Kentucky's 3-cent-per-pack cigarette tax, lowest in the nation, goes to 30 cents starting today.
Even with the higher tax, Kentucky's rate is below the rates in neighboring Indiana, Ohio, Illinois and West Virginia. But in Tennessee, the current rate is 20 cents. That lower levy worries Kentucky retailers along the states' common border.
"It's going to be bad," said Pat Smith, owner of The Tobacco Barn in Fulton in far southwestern Kentucky. "I think it's going to hurt us."
For public health advocates, Wednesday fulfills a long-sought goal of raising the cigarette tax in a state where smoking is a way of life for a large chunk of the population. For years, the proposal was a nonstarter in the state General Assembly.

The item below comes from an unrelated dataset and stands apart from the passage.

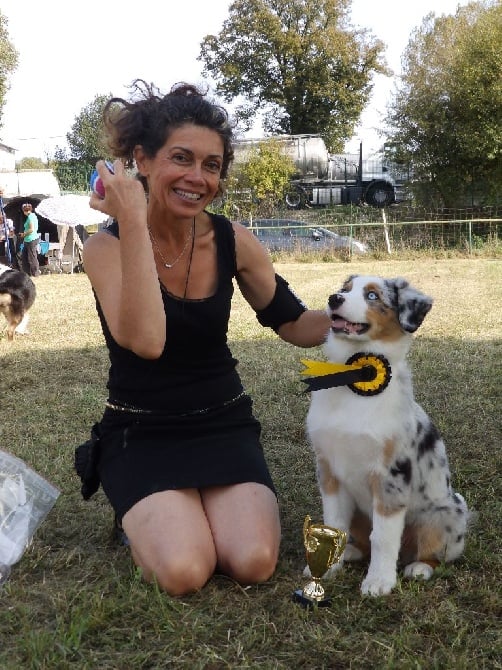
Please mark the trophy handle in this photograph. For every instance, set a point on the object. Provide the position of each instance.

"It is ushering in a new era when it comes to public health in this state," said Mike Kuntz, spokesman for the American Lung Association of Kentucky. "It's a real recognition of the dangers of tobacco use."
Kuntz said health activists eventually would like to see the state's cigarette tax rate raised to close to $1 per pack.

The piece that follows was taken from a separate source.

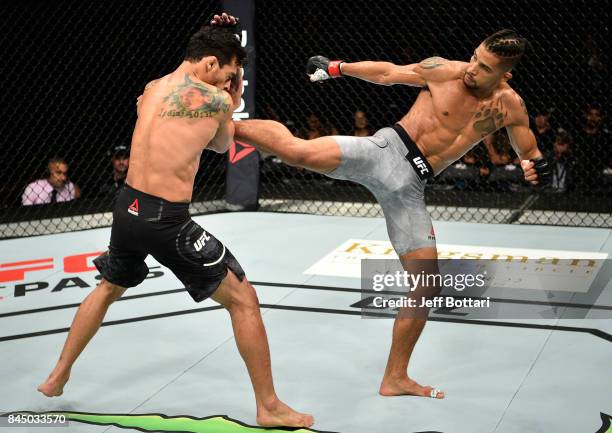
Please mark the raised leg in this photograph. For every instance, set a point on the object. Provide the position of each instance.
(321, 154)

But he said the 27-cent increase should lower smoking rates, especially among youngsters. Kentucky has the nation's highest adult smoking rate at nearly 31 percent, according to a report last year by the Centers for Disease Control and Prevention. Another federal report last year said Kentucky has the nation's highest lung-cancer death rate among men, and a higher-than-average death rate among women.
One penny of the 27-cent increase will go for cancer research at the universities of Kentucky and Louisville.
Linda Strange, a smoker from Jeffersonville, Ind., said the higher tax would hurt one of Kentucky's signature sectors. The Bluegrass State is the nation's top producer of burley tobacco, an ingredient in cigarettes.
"They're hurting the farmers," said Strange, who stocked up with 10 cartons of cigarettes for herself and three co-workers.
But other smokers took the tax increase in stride.
Donna Watts, of Fulton County, said she didn't stock up on cigarettes.
"I'm going to have to pay it, what difference does it make if I pay it this week, or next week or the next," she said.
But she doubts whether the higher rate will put a dent in smoking rates. "I think people who smoke are probably going to pay whatever it may be," she said.